The thing is if you play ind+stone, it's obvious you're not going to do this. If you're not ind and you got marble, it's an option.

A settled Engineer gives you IMMEDIATELY the power of a cottage up to 3 commerce, and a mined grass/hills. This is FREE, and grows in power as the game goes on, not because of the accumulation of past output, but because of added modifiers. You will be netting well over a thousand in both hammers AND beakers from that engineer. So you see where this seems to really hit the player below the belt.

Furthermore, as for oracle slingshot, I see people recomending to play industrious to get the forge bonus. Well, that is yet another catch-22, because if you are industrious, then why are you wasting a GE on the pyramids in the first place? Ughhh.

Other problems here I won't get into too much, but it can really steer you away from good tech paths and cost you too much in the long run. And that is even ASUMING you can get it all to work out right for you. You DO realize that on any decent level the AI will have the pyramids already built in the BC era right? In fact, I've seen oracle built in 3000 BC already.

Only "different" tech is getting pottery, assuming you needed the wheel to hook up a strategic resource. (marble/copper/whatever)

You're aiming at the snowball effect of not researching pottery and settling the GE. But consider the snowball effect of not having mids and early forges as well. I don't think I need to explain.

No one is saying it works 100% in all games. It's a valid opening strat given the right circumstances.


/Officially threadjacked.
 
I do this on emperor regularly.

With philosophical leader you have *maybe* 4 or 5 turns to get the engineer working in a second city in order to get the engineer for sure. This relies on 1) having the second city up already and 2) crucially timed whips, chops and pre-chops or yes, even pre-mining which, coincidentally was what the thread was originally about.
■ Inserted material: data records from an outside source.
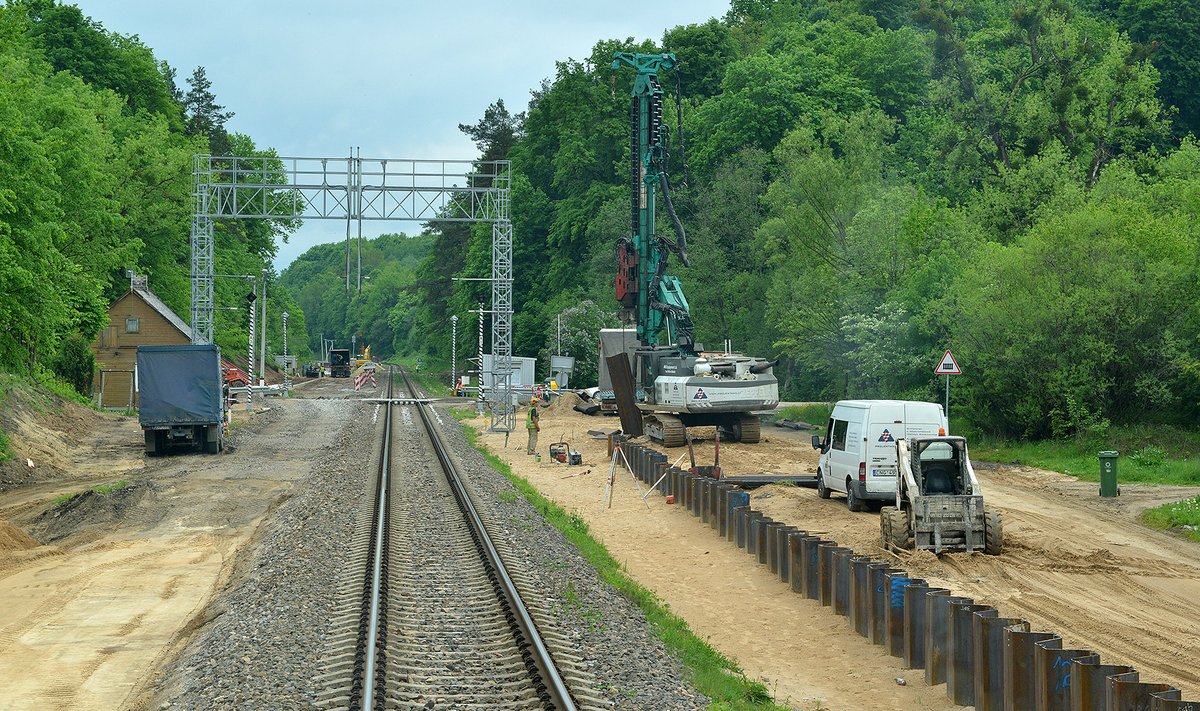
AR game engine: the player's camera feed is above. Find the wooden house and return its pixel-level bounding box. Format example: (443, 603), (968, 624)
(91, 275), (192, 410)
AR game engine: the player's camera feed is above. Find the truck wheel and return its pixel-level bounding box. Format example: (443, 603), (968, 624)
(846, 479), (866, 512)
(983, 506), (1004, 555)
(880, 506), (912, 550)
(145, 430), (162, 456)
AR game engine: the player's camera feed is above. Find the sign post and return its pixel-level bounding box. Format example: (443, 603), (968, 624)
(934, 351), (962, 422)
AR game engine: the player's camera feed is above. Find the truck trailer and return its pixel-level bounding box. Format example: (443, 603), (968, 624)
(137, 346), (226, 456)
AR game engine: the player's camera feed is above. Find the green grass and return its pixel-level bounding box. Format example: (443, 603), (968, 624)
(454, 408), (782, 711)
(775, 402), (833, 428)
(969, 425), (1200, 486)
(50, 479), (130, 507)
(1141, 496), (1200, 540)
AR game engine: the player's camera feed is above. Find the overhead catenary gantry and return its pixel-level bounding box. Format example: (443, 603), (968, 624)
(191, 155), (514, 431)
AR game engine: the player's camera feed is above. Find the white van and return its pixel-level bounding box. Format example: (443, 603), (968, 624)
(812, 400), (947, 512)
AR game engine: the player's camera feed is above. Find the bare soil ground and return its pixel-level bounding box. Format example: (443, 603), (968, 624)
(470, 396), (1200, 710)
(0, 374), (374, 710)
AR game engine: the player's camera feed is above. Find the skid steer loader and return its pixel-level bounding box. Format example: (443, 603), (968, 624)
(880, 436), (1003, 555)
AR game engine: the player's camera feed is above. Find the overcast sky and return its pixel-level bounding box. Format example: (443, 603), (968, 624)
(78, 0), (730, 269)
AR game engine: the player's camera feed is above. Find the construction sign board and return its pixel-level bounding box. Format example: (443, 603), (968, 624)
(934, 351), (962, 375)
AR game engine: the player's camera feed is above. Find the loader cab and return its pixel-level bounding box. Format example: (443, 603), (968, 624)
(910, 437), (972, 496)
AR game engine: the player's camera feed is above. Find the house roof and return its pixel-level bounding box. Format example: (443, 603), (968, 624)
(118, 288), (192, 340)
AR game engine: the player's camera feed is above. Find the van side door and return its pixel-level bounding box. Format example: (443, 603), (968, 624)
(826, 419), (858, 492)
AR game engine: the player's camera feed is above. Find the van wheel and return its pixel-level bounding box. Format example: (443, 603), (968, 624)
(880, 506), (912, 550)
(846, 479), (866, 512)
City #2 must be at population 4 to enable whipping down to 2. Then the city just works the highest food tile plus an engineer pops in, I think, 17 turns (assuming philosophical,standard speed. not sure of the regular numbers) As some have said, it is possible to still lose the race if there is an AI with industrious and stone, for example, but it works about 80% on emperor.

They don't call it a gambit for nothing, though.